Because of the program's lack of rigor, academics and researchers have often criticized it. AA's emphasis on spirituality, some claimed, made it more like a cult than a treatment. In the past fifteen years, however, a reevaluation has begun. Researchers now say the program's methods offer valuable lessons. Faculty at Harvard, Yale, the University of Chicago, the University of New Mexico, and dozens of other research centers have found a kind of science within. Their findings endorse the Golden Rule of habit change: AA succeeds because it helps alcoholics use the same cues, and get the same reward, but it shifts the routine. Researchers say that AA works because the program forces people to identify the cues and rewards that encourage their alcoholic habits, and then helps them find new behaviors.

Take steps four (to make "a searching and fearless inventory of ourselves") and five (to admit "to God, to ourselves, and to another human being the exact nature of our wrongs").

"It's not obvious from the way they're written, but to complete those steps, someone has to create a list of all the triggers for their alcoholic urges," said J. Scott Tonigan, a researcher at the University of New Mexico who has studied AA for more than a decade. "When you make a self-inventory, you're figuring out all the things that make you drink. And admitting to someone else all the bad things you've done is a pretty good way of figuring out the moments where everything spiraled out of control."

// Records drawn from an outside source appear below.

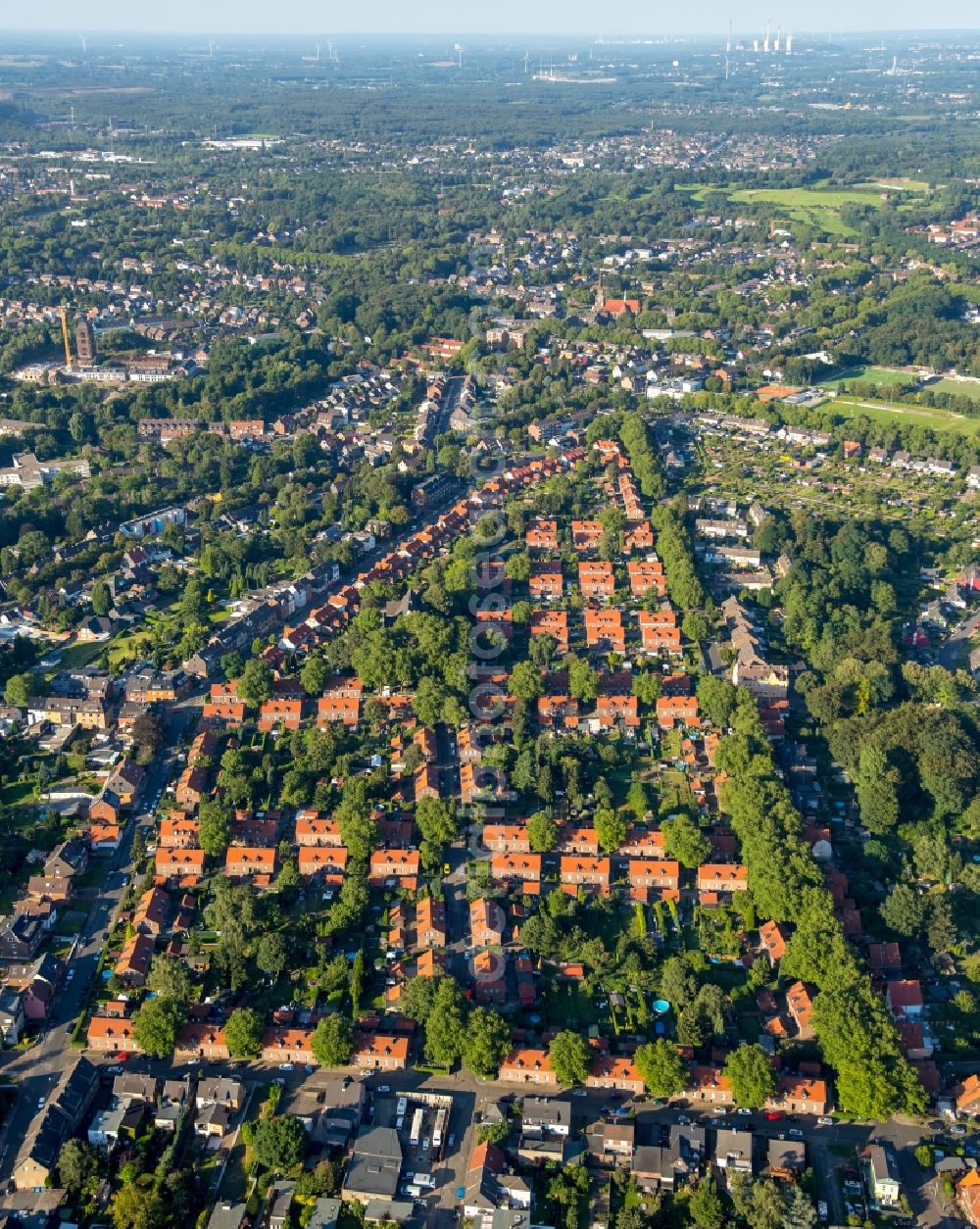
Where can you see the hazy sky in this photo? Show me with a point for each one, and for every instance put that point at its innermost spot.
(552, 18)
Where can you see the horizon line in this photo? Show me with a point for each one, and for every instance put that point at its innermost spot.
(497, 35)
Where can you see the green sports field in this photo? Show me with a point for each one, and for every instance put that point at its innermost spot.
(818, 207)
(918, 416)
(882, 377)
(956, 387)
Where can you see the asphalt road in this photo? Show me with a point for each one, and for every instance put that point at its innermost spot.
(37, 1070)
(954, 650)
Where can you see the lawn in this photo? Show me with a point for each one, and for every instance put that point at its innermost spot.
(880, 412)
(128, 648)
(956, 387)
(78, 654)
(18, 793)
(878, 376)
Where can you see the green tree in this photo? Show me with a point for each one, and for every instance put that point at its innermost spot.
(136, 1205)
(270, 954)
(357, 983)
(750, 1075)
(214, 827)
(255, 685)
(638, 800)
(715, 700)
(677, 982)
(941, 929)
(332, 1041)
(525, 681)
(569, 1057)
(101, 598)
(800, 1210)
(314, 675)
(77, 1164)
(684, 841)
(20, 688)
(904, 910)
(444, 1026)
(542, 832)
(705, 1204)
(156, 1025)
(610, 828)
(279, 1142)
(661, 1068)
(486, 1043)
(519, 566)
(877, 784)
(244, 1034)
(169, 977)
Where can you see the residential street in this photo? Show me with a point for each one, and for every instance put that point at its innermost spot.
(37, 1070)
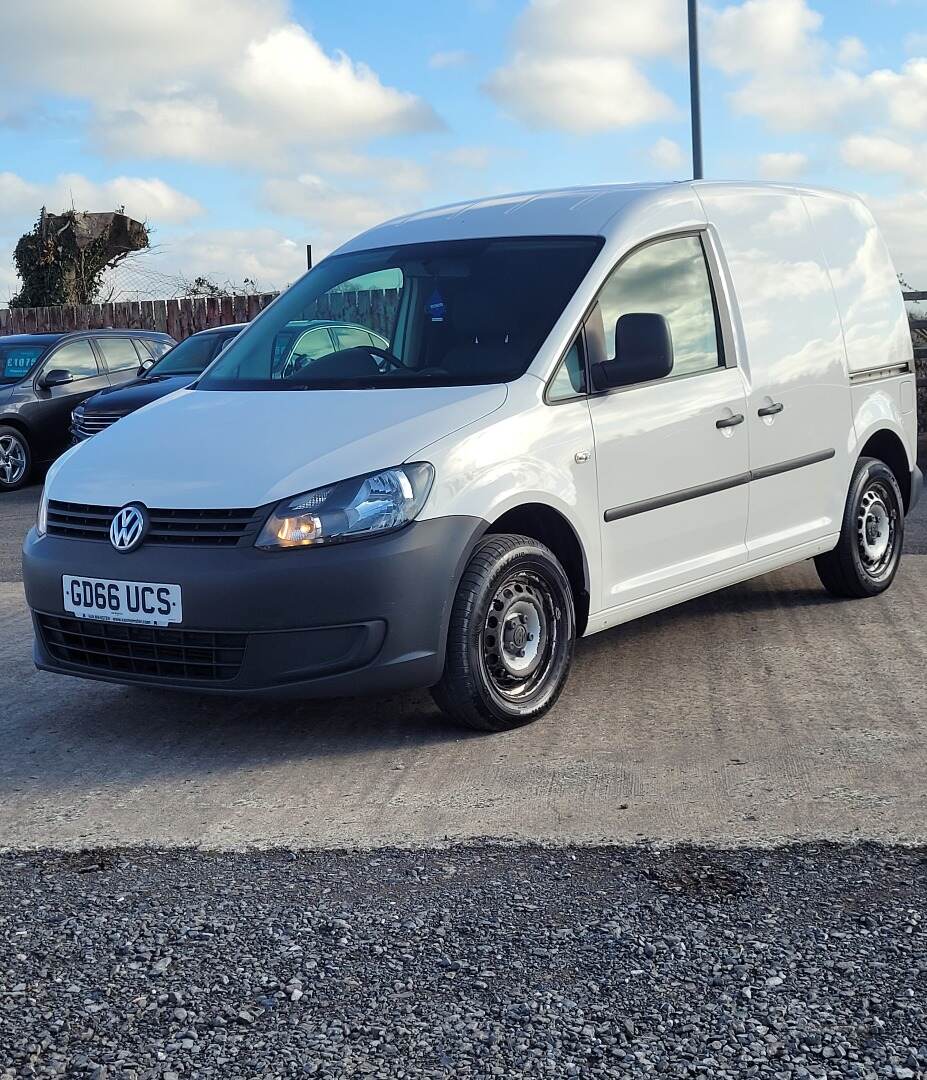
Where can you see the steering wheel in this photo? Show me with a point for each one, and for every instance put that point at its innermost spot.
(389, 359)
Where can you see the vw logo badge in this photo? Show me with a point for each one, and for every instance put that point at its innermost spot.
(129, 527)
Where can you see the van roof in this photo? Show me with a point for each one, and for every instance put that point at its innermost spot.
(578, 212)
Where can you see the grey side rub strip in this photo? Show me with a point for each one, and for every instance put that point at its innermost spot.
(721, 485)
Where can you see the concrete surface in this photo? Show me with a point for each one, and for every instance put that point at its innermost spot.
(762, 713)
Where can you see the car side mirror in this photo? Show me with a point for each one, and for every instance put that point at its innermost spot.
(57, 377)
(643, 352)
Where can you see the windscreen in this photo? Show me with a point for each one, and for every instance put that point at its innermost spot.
(444, 313)
(17, 361)
(191, 356)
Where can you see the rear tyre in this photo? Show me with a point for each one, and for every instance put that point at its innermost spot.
(867, 556)
(15, 459)
(510, 638)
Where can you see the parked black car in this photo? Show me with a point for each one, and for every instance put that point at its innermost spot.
(299, 343)
(44, 376)
(175, 369)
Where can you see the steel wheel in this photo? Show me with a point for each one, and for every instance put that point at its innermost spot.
(14, 459)
(510, 636)
(868, 553)
(520, 635)
(876, 528)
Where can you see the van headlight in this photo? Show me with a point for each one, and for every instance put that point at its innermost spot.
(364, 505)
(42, 516)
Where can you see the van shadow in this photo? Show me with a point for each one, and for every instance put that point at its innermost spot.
(81, 733)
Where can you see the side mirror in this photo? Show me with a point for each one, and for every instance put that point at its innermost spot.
(643, 351)
(57, 377)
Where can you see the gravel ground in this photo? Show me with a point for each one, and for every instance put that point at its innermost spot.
(481, 961)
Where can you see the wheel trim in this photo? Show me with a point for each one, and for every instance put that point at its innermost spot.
(520, 636)
(12, 459)
(876, 528)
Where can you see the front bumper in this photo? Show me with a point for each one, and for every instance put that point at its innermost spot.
(354, 618)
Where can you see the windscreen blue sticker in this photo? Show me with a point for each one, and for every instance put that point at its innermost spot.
(435, 307)
(17, 362)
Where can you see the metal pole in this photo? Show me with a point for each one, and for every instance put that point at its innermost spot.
(695, 93)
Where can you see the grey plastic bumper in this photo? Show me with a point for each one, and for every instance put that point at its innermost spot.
(354, 618)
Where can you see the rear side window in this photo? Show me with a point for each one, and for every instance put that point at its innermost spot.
(118, 353)
(670, 279)
(77, 358)
(153, 346)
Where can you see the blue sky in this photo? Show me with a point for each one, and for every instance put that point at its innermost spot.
(244, 129)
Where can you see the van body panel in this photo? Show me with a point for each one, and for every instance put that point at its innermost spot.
(864, 281)
(661, 440)
(524, 453)
(794, 358)
(220, 449)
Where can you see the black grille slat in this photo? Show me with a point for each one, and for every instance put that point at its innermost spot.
(217, 528)
(157, 651)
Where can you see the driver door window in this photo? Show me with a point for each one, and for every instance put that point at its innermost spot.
(668, 278)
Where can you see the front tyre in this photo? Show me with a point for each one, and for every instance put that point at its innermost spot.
(15, 459)
(865, 558)
(510, 638)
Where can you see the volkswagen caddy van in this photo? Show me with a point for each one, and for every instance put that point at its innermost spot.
(593, 404)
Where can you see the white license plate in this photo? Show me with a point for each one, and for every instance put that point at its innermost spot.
(146, 602)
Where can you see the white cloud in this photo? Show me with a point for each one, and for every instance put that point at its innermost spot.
(581, 95)
(667, 154)
(144, 198)
(851, 52)
(335, 213)
(451, 58)
(574, 65)
(268, 256)
(762, 35)
(795, 80)
(878, 153)
(782, 165)
(219, 80)
(469, 157)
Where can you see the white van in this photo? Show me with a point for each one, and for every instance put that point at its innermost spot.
(595, 403)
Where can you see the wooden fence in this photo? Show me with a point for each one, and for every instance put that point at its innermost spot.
(179, 318)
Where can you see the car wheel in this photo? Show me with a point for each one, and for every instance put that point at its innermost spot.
(867, 556)
(510, 638)
(15, 459)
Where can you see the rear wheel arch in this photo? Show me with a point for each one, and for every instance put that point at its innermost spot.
(550, 527)
(887, 446)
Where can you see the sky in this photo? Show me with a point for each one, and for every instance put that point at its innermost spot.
(242, 130)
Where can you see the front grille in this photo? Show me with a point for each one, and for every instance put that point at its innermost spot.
(209, 528)
(124, 649)
(90, 423)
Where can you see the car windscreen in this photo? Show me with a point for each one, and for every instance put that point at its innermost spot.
(191, 356)
(17, 361)
(451, 313)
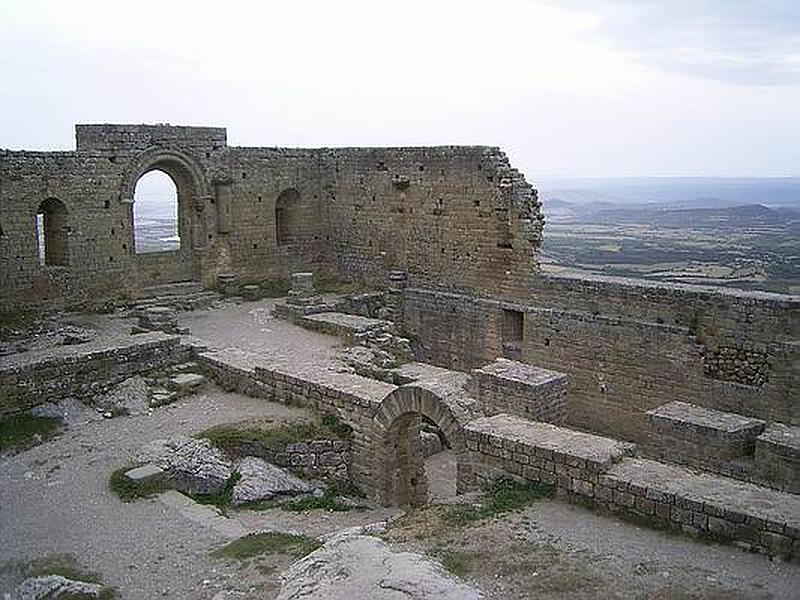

Then, AA asks alcoholics to search for the rewards they get from alcohol. What cravings, the program asks, are driving your habit loop? Often, intoxication itself doesn't make the list. Alcoholics crave a drink because it offers escape, relaxation, companionship, the blunting of anxieties, and an opportunity for emotional release. They might crave a cocktail to forget their worries. But they don't necessarily crave feeling drunk. The physical effects of alcohol are often one of the least rewarding parts of drinking for addicts.

"There is a hedonistic element to alcohol," said Ulf Mueller, a German neurologist who has studied brain activity among alcoholics. "But people also use alcohol because they want to forget something or to satisfy other cravings, and these relief cravings occur in totally different parts of the brain than the craving for physical pleasure."

In order to offer alcoholics the same rewards they get at a bar, AA has built a system of meetings and companionship - the "sponsor" each member works with - that strives to offer as much escape, distraction and catharsis as a Friday night bender. If someone needs relief they can get it from talking to their sponsor or attending a group gathering, rather than toasting a drinking buddy.

"AA forces you to create new routines for what to do each night instead of drinking," said Tonigan. "You can relax and talk through your anxieties at the meetings. The triggers and payoffs stay the same, it's just the behavior that changes."